I completely agree. By and large, the cars live up to the hype and then some, esp with the Model 3 which was designed almost too well that it is cannibalizing S and X sales.
But in terms of Autopilot, it is the exact opposite. I have had AP for 2 years now, and to be honest, the improvement in performance has been marginal. It has tracked the lane and parallel parked very well, but beyond that, I have not seen much improvement at all. I have been using NOA with lane change, and it doesn't work very well IMO. It will change in and out of lanes for no reason sometimes, and it stays in the passing lane far too long, even when a car comes up behind me and starts tailgating. One thing that has improved is that it won't change lanes until it sees the adjacent lane is clear.

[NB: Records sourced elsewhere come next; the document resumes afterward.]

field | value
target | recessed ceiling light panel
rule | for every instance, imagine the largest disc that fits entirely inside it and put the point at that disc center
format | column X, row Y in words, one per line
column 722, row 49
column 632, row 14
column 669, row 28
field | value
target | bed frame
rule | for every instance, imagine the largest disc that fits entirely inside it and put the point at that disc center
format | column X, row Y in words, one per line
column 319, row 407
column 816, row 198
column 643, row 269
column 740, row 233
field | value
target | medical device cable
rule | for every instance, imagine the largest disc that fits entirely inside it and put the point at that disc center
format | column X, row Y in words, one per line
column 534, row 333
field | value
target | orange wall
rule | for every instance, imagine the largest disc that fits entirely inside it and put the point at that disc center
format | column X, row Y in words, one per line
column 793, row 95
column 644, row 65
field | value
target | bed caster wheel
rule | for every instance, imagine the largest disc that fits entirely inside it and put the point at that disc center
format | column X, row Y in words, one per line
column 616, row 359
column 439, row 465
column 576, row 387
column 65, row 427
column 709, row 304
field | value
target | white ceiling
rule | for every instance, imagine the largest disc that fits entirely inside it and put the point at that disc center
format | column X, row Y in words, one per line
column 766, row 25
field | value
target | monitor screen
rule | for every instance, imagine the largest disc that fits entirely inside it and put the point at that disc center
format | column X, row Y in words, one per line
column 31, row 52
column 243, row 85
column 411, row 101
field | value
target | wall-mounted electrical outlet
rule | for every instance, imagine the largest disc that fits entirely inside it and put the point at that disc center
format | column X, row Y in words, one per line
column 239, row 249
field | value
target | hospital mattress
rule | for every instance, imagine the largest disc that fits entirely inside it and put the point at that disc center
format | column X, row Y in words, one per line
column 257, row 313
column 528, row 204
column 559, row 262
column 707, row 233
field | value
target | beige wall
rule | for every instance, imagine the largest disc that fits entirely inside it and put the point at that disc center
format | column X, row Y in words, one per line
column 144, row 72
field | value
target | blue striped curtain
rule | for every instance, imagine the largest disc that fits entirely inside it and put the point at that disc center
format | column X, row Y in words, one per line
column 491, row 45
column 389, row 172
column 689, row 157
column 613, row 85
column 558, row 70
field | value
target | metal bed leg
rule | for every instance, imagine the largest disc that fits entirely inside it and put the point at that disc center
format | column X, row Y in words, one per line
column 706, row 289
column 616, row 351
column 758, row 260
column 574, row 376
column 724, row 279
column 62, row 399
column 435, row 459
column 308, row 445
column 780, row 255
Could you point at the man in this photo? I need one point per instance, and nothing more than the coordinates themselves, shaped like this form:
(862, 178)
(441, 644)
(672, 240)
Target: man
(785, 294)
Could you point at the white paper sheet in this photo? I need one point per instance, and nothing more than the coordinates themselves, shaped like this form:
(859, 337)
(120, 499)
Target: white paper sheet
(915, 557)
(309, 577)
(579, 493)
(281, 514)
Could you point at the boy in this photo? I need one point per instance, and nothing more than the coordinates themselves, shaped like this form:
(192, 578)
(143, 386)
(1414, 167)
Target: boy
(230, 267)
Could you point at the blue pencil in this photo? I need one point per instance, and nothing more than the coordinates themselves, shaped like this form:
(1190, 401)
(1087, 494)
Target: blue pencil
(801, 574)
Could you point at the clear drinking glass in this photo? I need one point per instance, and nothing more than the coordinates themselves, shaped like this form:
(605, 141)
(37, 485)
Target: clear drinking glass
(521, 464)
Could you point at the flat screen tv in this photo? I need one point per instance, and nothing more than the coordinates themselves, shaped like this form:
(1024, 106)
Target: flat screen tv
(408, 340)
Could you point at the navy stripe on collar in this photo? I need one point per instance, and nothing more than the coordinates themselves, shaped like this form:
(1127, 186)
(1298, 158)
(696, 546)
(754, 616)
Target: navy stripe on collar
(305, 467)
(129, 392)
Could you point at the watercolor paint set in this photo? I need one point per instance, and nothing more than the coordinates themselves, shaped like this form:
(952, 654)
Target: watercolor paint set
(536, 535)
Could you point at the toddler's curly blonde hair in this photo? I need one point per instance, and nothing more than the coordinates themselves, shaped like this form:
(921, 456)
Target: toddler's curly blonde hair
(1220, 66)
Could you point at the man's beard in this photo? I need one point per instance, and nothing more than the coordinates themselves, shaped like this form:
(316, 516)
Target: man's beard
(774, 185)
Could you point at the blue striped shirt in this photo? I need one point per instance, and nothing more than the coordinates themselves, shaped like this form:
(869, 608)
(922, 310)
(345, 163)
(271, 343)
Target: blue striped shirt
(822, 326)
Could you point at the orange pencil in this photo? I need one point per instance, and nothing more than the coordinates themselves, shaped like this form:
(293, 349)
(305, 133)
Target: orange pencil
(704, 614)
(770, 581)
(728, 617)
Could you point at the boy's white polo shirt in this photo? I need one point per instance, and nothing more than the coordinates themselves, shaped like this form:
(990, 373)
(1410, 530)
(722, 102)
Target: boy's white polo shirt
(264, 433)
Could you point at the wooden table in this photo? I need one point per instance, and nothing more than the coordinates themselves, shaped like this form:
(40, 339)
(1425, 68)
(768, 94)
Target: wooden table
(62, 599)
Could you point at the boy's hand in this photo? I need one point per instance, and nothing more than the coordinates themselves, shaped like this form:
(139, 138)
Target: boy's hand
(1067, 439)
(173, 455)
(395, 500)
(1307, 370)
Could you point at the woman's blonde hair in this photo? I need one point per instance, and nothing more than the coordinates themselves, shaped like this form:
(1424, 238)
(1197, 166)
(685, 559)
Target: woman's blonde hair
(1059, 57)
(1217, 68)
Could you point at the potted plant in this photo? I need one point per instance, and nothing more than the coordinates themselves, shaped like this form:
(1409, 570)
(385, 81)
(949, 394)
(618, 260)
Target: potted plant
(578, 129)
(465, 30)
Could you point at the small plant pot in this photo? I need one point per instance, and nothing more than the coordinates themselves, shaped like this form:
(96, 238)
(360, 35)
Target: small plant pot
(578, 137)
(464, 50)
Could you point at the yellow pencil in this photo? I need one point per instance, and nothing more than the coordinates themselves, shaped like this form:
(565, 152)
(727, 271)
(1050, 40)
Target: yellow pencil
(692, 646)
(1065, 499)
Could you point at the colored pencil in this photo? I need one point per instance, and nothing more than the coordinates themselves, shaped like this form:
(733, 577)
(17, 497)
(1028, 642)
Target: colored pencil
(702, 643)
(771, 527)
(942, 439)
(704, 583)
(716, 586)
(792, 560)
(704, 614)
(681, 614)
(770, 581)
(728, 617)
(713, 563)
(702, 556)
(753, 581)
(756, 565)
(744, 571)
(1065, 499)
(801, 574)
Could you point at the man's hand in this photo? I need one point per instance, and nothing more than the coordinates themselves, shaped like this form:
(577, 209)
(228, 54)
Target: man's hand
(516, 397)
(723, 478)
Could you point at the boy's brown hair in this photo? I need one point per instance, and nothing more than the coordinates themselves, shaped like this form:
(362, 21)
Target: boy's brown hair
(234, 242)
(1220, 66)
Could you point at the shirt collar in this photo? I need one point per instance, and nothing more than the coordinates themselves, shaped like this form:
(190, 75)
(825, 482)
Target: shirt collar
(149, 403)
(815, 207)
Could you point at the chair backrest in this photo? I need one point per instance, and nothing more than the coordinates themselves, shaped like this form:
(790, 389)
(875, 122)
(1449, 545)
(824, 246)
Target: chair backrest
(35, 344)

It can't even drive very well in a straight line on a city street. It doesn't follow closely enough after the car in front starts moving, and it is jittery around curves. And don't even get me started on those autowipers which still don't work properly after 2 years - and FSD is supposed to be feature complete by the end of this year?
Honestly, I'm guessing that Elon is overhyping Autopilot to promote the cutting edge image of the brand, and to earn extra margin on low margin hardware by making loyal followers "believe". Why else would they sell something that doesn't even exist, and now scare people into buying by raising the price on May 1? And maybe they moved NOA, Summon, and Autopark into FSD because they knew that it will be a long time before real features could be delivered, and this will be a way to offer something in the interim to entice people into buying it.
I hope they can deliver something on Monday, but as another poster has said, the 2016 FSD video was already impressive and nothing has happened since.